The larger and previously untouched point in the realm of Hindi movies is made here; that women also have desires (even sexual (!)) and that in our society, which is only inclusive but not limited to, a ‘certain community’, these desires are brutally supressed, mocked, or not even acknowledged. Each woman’s story is unique but the common thread exists in the form of real life societal blockages that stop them from achieving any fantasy they dare to dream about.

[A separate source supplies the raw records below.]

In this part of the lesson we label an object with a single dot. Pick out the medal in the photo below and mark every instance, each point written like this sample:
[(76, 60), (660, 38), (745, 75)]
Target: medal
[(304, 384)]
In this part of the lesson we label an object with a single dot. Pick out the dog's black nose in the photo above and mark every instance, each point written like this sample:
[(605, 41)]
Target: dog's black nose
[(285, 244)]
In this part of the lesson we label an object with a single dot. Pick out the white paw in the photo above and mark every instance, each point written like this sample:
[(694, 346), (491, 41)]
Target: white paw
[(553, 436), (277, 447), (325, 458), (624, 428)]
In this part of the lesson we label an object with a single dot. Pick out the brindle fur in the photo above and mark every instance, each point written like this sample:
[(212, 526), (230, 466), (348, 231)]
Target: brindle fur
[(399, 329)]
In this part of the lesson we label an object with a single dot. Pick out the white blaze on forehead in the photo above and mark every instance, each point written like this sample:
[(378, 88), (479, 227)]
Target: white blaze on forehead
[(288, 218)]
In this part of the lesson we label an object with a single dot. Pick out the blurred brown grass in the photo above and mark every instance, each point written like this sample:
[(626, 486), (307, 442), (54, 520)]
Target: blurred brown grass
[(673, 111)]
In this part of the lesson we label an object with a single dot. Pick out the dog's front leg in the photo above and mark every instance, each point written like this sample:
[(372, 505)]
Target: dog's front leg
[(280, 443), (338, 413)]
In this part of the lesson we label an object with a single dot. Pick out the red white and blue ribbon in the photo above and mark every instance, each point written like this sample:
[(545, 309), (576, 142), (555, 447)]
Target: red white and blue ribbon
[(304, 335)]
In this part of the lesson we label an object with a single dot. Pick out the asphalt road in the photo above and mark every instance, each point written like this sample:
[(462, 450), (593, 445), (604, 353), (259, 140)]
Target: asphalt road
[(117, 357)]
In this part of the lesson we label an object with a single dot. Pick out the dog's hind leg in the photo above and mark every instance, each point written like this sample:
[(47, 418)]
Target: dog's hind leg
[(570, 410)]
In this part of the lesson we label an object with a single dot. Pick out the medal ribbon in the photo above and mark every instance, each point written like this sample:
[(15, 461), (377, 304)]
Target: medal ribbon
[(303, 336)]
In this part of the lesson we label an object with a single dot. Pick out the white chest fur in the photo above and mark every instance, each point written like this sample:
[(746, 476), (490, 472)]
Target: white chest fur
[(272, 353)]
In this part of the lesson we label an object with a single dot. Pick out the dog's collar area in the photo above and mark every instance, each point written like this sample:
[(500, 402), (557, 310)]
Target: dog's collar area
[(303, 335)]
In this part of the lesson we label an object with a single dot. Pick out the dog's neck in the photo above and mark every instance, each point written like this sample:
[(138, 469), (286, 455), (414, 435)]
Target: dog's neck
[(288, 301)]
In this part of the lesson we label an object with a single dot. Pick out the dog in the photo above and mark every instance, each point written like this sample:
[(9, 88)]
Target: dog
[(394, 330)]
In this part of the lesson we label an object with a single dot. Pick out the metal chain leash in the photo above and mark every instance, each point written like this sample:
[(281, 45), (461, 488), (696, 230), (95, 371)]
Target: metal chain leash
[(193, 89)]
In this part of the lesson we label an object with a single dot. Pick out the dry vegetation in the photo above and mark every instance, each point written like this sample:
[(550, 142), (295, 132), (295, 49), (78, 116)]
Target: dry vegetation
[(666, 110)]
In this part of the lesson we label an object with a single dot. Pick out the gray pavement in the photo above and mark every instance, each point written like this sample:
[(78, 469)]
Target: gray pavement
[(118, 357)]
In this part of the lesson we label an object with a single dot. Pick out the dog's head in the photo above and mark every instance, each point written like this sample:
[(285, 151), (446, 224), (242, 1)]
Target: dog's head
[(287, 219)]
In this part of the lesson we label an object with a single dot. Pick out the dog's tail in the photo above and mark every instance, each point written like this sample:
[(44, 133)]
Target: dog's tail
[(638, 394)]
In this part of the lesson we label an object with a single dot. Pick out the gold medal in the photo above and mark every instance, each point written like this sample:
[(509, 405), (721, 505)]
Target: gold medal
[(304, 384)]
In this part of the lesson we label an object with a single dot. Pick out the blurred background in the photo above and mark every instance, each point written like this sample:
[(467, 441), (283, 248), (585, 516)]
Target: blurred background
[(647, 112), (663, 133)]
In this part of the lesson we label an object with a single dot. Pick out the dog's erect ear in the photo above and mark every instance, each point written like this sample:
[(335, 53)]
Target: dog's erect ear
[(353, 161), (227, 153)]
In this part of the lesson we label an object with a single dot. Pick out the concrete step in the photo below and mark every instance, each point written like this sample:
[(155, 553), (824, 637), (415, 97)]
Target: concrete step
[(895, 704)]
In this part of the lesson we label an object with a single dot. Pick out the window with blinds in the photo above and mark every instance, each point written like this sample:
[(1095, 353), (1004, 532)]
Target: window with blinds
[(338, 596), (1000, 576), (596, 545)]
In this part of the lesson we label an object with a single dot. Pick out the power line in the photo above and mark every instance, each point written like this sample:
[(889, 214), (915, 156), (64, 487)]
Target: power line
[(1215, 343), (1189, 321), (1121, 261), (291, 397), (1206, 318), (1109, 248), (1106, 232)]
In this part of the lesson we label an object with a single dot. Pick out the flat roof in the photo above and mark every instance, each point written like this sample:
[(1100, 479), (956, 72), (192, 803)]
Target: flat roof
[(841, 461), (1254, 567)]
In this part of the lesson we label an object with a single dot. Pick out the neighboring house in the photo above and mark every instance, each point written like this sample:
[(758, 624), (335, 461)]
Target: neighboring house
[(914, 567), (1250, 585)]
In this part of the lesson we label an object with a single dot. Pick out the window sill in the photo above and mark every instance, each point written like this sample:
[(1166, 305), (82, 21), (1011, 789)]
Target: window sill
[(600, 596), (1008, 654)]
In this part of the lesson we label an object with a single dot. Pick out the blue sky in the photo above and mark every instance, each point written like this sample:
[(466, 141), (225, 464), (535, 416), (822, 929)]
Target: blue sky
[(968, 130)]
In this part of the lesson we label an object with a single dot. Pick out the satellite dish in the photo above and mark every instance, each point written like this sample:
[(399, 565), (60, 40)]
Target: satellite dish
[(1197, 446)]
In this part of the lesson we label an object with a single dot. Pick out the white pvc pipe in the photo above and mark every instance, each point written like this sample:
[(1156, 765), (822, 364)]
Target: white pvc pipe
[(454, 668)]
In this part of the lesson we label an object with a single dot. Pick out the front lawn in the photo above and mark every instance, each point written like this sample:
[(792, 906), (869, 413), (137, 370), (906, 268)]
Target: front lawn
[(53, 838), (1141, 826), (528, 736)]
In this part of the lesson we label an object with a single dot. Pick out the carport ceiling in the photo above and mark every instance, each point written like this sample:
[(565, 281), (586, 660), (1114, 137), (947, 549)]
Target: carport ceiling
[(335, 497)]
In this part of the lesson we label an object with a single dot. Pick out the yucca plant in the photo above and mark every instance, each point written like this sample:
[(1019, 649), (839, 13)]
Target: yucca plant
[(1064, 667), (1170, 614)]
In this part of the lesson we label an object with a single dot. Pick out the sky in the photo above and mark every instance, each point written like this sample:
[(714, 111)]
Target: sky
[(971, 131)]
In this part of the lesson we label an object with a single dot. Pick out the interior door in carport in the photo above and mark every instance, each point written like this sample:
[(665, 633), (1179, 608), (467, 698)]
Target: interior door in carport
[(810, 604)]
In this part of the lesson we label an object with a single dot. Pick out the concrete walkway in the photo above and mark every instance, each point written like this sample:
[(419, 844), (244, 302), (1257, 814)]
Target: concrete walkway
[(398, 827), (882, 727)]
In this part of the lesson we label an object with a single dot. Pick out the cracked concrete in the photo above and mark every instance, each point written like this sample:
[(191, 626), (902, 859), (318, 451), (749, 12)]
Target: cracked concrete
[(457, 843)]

This was a movie that did not force women to start a revolution and overthrow the patriarchy. Instead, it left an ambiguous ending. Nothing in the ‘audio pornography’ or the scenes is something that most adults with internet connections have not seen or heard. Then what was the controversy for? I believe the answer lies in what one of the characters asks in the film, ‘Hamari azaadi se aap itna darte kyu hain?’ (Why are you terrified of our freedom?). I guess that’s also why some men in the movie hall laughed at the dramatic, definitely not comedic, scenes and made innuendos loudly – fear is often repressed with laughter and the female perspective being shown on the screen had to be repressed, made powerless with louder laughs to underscore its importance. This experience itself was a good case for why such films need to be made.
The portrayal of the everyday lives of these women shifted with ease from poignant scenes that are accompanied with tears and frustrations at denial of freedoms; to comic scenes and those of enjoyment, with a lovely background score and songs that adds a nice touch to these moments. Konkona Sensharma and Ratna Pathak Shah sink completely into their characters, expectedly, and newcomers Aahana Kumra and Plabita Borthakur match them with their acting prowess. The women shine bright with their complex characters that battle inner turmoil and the fight against the reality of their situations. Revealing greater details about the plot will result in spoilers that will dim the experience of watching the film first hand, which I believe should be done as soon as you can. Do it purely for the song Le Li Jaan, which basically serves as the spirit of the movie with its peppy music and the following sombre lyrics, ‘Le li Le li jaan jaan jaan jaan, bina pooche haye haye’ (‘they took our lives without asking us).